I see what you are talking about now.

> >> @@ -2055,9 +2056,9 @@ static int ethtool_get_stats(struct net_device *dev, void __user *useraddr)
> >> if (copy_from_user(&stats, useraddr, sizeof(stats)))
> >> return -EFAULT;
> >>
> >> - stats.n_stats = n_stats;
> >> + stats.n_stats = min_t(u32, stats.n_stats, n_stats);
> >>
> >> - if (n_stats) {
> >> + if (stats.n_stats) {
> >> data = vzalloc(array_size(n_stats, sizeof(u64)));
> >> if (!data)
> >> return -ENOMEM;
> >
> > Same here.

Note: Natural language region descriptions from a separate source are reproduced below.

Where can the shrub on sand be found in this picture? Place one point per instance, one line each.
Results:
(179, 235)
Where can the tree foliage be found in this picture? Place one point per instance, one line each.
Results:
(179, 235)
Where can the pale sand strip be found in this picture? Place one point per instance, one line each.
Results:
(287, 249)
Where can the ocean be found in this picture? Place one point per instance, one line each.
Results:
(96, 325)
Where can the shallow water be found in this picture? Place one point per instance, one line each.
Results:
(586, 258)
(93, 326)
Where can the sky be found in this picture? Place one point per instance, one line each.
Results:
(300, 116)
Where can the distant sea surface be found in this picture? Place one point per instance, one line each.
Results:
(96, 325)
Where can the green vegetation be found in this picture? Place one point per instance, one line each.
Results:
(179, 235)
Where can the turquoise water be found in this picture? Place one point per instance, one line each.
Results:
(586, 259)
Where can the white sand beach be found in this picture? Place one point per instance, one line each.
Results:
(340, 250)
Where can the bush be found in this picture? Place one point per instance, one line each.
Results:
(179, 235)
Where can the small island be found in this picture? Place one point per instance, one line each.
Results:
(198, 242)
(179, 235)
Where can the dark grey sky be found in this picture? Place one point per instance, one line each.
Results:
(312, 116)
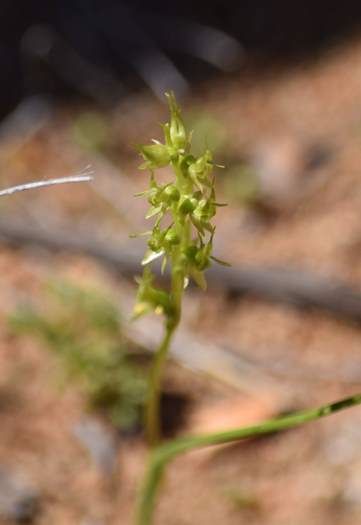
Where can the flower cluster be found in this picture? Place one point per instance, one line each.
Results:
(183, 209)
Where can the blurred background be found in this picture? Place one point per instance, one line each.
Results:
(274, 89)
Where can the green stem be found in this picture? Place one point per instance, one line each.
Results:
(152, 411)
(167, 452)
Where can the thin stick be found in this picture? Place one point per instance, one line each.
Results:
(162, 455)
(44, 183)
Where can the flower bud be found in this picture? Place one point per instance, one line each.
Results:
(202, 167)
(171, 193)
(172, 237)
(188, 205)
(155, 156)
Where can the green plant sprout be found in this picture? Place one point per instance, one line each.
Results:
(82, 326)
(182, 236)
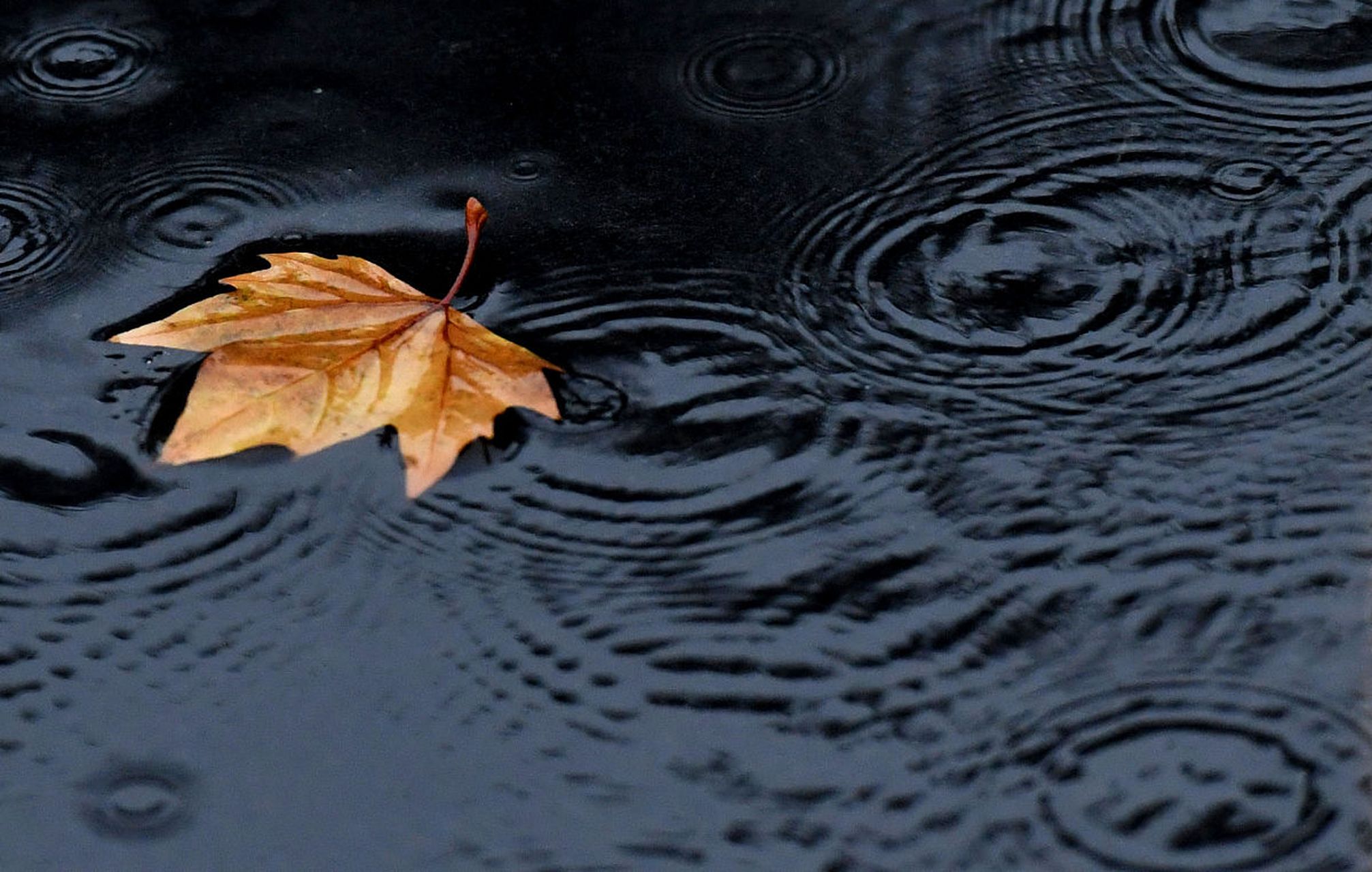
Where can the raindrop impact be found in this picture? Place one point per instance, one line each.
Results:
(81, 63)
(765, 74)
(139, 801)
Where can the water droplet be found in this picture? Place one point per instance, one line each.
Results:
(1245, 180)
(525, 169)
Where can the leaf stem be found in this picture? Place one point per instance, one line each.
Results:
(475, 221)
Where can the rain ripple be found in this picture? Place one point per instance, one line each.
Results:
(40, 235)
(1127, 268)
(184, 210)
(91, 61)
(1285, 63)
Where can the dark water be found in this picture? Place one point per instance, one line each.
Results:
(965, 458)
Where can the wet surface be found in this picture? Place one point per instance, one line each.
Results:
(964, 465)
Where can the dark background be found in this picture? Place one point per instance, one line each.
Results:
(965, 456)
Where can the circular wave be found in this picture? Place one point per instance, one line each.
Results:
(209, 204)
(1057, 264)
(718, 426)
(1282, 62)
(763, 74)
(139, 801)
(39, 235)
(82, 63)
(1195, 777)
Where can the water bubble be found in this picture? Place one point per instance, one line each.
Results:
(1246, 180)
(525, 169)
(763, 74)
(139, 801)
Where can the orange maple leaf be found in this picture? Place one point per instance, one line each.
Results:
(314, 352)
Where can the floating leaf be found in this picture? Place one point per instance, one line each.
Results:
(319, 350)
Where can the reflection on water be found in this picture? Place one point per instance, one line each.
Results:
(964, 457)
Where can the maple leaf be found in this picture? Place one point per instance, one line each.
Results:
(319, 350)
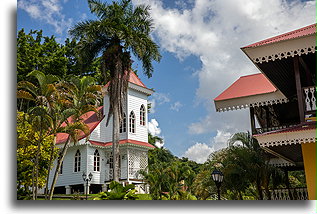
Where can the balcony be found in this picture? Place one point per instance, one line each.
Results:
(310, 99)
(268, 129)
(287, 194)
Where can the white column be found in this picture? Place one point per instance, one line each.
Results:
(86, 188)
(68, 189)
(104, 187)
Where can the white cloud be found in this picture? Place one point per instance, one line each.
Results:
(152, 104)
(176, 106)
(214, 31)
(48, 11)
(153, 128)
(198, 152)
(161, 98)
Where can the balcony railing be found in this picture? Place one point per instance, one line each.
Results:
(287, 194)
(310, 98)
(268, 129)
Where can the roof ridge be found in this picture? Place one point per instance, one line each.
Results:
(269, 40)
(251, 75)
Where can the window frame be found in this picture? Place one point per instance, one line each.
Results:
(142, 115)
(123, 124)
(96, 161)
(132, 122)
(77, 161)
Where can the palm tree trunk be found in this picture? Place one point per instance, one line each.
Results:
(37, 165)
(33, 183)
(58, 167)
(115, 144)
(49, 166)
(37, 169)
(258, 186)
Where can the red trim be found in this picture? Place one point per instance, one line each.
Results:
(90, 118)
(121, 142)
(297, 128)
(133, 79)
(247, 86)
(305, 31)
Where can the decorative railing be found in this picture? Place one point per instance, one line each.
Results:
(310, 98)
(287, 194)
(268, 129)
(134, 173)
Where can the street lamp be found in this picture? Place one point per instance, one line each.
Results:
(87, 179)
(217, 177)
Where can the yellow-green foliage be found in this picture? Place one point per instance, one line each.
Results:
(27, 139)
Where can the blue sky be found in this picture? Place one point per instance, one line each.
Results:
(200, 44)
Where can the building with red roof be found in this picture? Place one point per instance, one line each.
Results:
(282, 103)
(93, 152)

We should be using n_stats, not stats.n_stats and adjust
> > before you do the final copy.
> >
> >> @@ -2070,7 +2071,8 @@ static int ethtool_get_stats(struct net_device *dev, void __user *useraddr)
> >> if (copy_to_user(useraddr, &stats, sizeof(stats)))
> >> goto out;
> >> useraddr += sizeof(stats);
> >> - if (n_stats && copy_to_user(useraddr, data, array_size(n_stats, sizeof(u64))))
> >> + if (stats.n_stats &&
> >> + copy_to_user(useraddr, data, array_size(stats.n_stats, sizeof(u64))))
> >> goto out;
> >> ret = 0;
> >>
> >
> > Again. I am not sure what value is being added. If n_stats is 0 then I
> > am pretty sure this will do nothing anyway.
> >
>
> Not really no, n_stats is returned value, and stats.n_stats is adjusted value,
> if the adjusted stats.n_stats is 0, we avoid memory allocation and setting data ptr
> to NULL, copy_to_user() with NULL ptr maybe cause warn log.

I see now. So data is NULL if stats.n_stats is 0.